Es gehört otium dazu, zu lieben, und das fehlte mir nun nicht auf Ulvedal. Auch waren da Mädchen genug; aber die eine kam für mich der andern in den Weg. Es ging mir wie dem Berauschten, der mitten auf dem Markte mit dem Hausschlüssel in der Hand dastand und nach den unablässig herumsegelnden Häusern stach.

Die hübschesten von allen denen, die ich sah, waren zweifellos die beiden Töchter des Kammerrats selbst; aber sie waren beide gleich hübsch; so daß ich nie wußte, welcher ich den Vorzug geben sollte, wenn sie nebeneinander standen. Und waren sie nicht zusammen, schien mir die Anwesende ihn stets zu beanspruchen.

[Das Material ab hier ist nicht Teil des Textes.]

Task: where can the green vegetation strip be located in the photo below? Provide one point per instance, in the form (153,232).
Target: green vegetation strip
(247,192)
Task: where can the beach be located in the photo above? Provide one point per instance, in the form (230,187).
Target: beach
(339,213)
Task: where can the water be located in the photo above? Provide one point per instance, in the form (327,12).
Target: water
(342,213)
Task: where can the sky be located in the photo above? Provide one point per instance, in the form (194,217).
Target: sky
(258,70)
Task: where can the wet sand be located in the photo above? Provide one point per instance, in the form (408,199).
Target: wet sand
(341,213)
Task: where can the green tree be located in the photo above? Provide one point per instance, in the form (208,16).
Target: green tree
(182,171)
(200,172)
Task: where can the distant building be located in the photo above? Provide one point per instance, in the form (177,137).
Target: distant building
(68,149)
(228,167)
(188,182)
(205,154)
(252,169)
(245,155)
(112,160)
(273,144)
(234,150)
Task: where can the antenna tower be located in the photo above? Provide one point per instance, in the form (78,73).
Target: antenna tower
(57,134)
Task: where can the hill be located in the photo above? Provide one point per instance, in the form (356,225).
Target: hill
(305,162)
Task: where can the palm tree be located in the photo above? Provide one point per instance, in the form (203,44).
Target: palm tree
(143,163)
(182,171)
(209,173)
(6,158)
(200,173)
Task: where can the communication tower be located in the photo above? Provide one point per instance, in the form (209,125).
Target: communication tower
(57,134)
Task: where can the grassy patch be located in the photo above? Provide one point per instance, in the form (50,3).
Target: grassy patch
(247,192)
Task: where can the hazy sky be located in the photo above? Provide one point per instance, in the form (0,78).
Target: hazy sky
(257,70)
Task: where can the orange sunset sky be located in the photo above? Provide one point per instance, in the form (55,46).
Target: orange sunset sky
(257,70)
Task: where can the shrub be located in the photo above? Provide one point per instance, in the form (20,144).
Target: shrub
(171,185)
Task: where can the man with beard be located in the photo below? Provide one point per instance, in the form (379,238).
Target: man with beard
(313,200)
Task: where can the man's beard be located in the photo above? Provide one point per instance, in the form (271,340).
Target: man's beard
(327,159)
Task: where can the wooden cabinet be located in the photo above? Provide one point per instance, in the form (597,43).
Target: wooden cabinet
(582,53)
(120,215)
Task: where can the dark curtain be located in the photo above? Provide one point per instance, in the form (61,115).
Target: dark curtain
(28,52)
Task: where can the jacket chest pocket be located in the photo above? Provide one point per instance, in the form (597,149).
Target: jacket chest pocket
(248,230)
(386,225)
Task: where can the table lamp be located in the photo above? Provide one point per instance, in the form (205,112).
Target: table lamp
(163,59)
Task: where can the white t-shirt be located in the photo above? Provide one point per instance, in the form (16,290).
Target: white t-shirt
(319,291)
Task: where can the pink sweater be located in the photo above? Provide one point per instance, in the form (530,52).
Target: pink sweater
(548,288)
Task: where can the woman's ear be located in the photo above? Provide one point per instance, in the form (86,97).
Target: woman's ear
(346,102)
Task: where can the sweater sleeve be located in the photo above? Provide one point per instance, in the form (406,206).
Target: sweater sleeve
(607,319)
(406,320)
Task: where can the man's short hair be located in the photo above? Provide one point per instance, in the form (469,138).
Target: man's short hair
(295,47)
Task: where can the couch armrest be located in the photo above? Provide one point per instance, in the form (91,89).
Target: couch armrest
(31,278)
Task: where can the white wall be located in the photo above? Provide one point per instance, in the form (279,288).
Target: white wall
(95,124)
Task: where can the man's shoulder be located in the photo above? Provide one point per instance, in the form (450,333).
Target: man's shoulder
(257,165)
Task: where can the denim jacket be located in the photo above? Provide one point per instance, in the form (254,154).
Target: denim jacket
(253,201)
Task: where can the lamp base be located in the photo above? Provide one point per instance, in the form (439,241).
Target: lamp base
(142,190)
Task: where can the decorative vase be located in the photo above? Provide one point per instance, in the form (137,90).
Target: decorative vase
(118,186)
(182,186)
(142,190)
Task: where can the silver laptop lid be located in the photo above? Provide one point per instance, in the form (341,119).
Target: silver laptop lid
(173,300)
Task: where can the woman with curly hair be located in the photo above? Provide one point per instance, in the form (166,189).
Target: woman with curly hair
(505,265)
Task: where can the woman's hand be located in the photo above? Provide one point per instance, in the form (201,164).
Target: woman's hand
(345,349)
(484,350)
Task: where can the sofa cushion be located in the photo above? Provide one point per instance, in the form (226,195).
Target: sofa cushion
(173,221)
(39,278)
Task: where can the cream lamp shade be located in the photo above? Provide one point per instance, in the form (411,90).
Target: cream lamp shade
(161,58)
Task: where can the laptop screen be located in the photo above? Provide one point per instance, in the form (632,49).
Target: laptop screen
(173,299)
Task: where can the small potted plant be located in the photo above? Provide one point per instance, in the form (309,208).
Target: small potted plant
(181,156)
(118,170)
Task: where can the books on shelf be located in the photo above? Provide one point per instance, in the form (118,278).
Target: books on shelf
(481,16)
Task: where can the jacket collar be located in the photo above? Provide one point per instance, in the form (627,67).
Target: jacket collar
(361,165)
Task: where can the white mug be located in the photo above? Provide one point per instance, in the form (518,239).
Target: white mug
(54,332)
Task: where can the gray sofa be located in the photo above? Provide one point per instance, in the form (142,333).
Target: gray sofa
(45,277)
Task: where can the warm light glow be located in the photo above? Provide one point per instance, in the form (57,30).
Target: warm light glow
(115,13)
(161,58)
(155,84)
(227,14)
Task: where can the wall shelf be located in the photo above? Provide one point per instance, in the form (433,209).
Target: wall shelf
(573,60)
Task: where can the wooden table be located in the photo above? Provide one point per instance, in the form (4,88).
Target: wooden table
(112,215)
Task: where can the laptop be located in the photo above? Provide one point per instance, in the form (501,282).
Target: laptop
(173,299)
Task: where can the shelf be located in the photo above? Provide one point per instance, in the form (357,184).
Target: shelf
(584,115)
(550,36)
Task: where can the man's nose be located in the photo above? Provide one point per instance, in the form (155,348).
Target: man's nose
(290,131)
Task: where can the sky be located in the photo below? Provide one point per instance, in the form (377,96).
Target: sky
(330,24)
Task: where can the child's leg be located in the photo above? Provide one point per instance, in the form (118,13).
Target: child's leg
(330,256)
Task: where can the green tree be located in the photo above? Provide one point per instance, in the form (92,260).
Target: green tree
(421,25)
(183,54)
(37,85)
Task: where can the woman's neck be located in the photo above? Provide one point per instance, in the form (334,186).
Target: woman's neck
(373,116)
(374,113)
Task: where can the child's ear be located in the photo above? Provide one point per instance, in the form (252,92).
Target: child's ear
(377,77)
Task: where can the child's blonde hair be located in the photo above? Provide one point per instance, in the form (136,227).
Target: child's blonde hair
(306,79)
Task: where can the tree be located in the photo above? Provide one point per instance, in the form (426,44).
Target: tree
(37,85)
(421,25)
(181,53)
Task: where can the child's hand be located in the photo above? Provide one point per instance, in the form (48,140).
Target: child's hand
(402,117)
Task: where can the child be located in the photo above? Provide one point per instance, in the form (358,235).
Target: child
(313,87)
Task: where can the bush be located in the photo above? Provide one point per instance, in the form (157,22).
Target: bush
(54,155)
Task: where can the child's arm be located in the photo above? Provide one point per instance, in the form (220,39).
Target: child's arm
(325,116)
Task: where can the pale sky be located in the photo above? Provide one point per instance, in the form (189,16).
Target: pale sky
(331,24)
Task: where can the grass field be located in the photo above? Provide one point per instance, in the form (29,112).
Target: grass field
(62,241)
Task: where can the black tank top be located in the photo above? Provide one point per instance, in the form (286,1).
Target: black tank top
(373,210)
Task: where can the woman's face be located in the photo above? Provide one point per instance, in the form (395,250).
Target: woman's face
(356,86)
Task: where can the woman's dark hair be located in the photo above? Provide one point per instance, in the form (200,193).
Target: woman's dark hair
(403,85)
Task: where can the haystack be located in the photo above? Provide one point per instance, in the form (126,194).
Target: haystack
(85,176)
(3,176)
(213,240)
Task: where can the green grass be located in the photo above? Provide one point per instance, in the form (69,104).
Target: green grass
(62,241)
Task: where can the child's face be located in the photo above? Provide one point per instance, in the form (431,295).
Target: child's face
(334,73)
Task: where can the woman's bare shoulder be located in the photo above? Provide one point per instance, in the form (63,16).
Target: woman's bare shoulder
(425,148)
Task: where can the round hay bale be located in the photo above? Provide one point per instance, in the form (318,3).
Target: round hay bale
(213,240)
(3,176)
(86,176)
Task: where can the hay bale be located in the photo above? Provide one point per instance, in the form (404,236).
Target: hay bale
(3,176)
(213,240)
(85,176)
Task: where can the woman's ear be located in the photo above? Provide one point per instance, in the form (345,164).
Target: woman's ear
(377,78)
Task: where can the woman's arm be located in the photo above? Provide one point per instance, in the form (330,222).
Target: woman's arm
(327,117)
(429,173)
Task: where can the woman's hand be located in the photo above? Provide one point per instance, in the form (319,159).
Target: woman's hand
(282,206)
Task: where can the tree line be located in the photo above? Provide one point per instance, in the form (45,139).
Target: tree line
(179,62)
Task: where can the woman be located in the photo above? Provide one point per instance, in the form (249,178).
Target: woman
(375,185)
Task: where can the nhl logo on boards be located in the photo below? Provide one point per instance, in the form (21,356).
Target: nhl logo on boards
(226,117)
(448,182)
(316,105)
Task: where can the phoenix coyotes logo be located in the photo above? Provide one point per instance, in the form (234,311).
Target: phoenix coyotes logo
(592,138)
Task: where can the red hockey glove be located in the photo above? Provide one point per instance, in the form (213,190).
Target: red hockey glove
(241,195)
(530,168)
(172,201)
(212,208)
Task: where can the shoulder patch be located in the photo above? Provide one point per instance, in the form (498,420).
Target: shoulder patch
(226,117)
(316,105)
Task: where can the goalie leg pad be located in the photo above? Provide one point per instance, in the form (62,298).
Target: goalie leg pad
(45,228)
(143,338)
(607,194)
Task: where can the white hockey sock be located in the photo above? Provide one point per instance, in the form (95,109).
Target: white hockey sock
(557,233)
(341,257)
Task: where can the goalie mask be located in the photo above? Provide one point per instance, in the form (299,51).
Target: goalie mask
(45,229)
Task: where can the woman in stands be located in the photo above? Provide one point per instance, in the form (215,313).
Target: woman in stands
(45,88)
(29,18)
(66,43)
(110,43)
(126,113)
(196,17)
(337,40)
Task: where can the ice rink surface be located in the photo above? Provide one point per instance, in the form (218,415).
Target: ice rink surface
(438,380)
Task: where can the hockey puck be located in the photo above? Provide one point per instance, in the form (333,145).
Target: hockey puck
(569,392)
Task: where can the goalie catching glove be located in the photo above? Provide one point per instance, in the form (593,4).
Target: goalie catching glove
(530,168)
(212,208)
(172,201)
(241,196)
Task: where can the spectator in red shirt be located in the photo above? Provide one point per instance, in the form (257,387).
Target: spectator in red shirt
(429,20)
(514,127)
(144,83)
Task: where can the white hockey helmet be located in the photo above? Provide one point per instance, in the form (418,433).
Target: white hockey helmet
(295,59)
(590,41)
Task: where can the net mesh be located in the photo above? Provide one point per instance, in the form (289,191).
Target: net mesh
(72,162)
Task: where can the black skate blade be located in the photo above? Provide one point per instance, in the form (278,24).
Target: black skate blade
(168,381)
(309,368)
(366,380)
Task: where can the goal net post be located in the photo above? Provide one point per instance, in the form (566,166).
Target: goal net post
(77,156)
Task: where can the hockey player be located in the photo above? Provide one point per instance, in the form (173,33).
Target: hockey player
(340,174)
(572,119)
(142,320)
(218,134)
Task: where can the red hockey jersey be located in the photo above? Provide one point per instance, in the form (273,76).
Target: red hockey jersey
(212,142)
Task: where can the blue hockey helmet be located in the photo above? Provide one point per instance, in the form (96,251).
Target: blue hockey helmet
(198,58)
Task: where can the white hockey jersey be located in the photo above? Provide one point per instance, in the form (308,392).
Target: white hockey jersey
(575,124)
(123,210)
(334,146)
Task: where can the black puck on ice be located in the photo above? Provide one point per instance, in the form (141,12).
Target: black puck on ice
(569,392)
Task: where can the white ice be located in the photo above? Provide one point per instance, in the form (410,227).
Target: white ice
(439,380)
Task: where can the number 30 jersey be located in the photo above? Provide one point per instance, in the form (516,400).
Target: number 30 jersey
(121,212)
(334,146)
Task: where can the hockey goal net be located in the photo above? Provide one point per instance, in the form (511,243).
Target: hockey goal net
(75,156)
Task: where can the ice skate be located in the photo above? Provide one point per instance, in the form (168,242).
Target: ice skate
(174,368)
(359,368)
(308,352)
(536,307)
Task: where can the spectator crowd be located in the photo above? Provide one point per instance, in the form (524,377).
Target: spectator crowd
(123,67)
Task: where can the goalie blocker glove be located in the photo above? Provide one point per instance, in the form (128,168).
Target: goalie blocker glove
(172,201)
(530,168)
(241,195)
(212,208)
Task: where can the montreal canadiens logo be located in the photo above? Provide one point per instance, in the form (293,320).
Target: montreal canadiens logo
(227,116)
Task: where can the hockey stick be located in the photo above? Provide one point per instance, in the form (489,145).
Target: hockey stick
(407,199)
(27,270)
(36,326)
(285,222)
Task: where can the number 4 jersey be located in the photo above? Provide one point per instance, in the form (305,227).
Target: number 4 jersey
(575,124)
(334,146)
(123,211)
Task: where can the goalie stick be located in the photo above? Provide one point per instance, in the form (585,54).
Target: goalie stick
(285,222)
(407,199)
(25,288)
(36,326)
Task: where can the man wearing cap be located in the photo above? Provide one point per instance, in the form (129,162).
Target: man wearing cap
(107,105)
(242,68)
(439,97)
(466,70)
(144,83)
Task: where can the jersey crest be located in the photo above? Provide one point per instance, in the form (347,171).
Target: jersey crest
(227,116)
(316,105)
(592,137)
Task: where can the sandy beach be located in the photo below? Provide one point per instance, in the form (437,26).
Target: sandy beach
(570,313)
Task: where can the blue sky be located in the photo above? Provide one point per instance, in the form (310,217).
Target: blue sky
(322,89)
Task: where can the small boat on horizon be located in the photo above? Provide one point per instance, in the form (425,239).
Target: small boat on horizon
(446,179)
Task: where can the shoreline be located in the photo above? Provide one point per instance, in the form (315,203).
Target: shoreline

Ob es nun von diesem Gleichgewicht in meiner geteilten Neigung oder davon kam, daß die jungen Mädchen im Grunde nicht mehr oder weniger als Alltagsfrauenzimmer mit glatter Oberfläche, aber ohne tieferen Grund waren – genug, ich konnte mir von der einen die Kaffeetasse reichen lassen, ohne einen elektrischen Schlag in den Fingern zu verspüren, und beim L'hombre-Tisch mit den andern scherzen, ohne mich zu verspielen. Selbst die Küsse, die mir bei den Weihnachtsspielen so reichlich zufielen, verursachten in meinem Herzen nicht jene süße Beklemmung, von der die Dichter so oft sprechen. – Niemand wird also daran zweifeln, daß ich nach der Ermattung des Tages und der Lustigkeit des Abends so fest schlief, als ob es gar keine Liebe gäbe.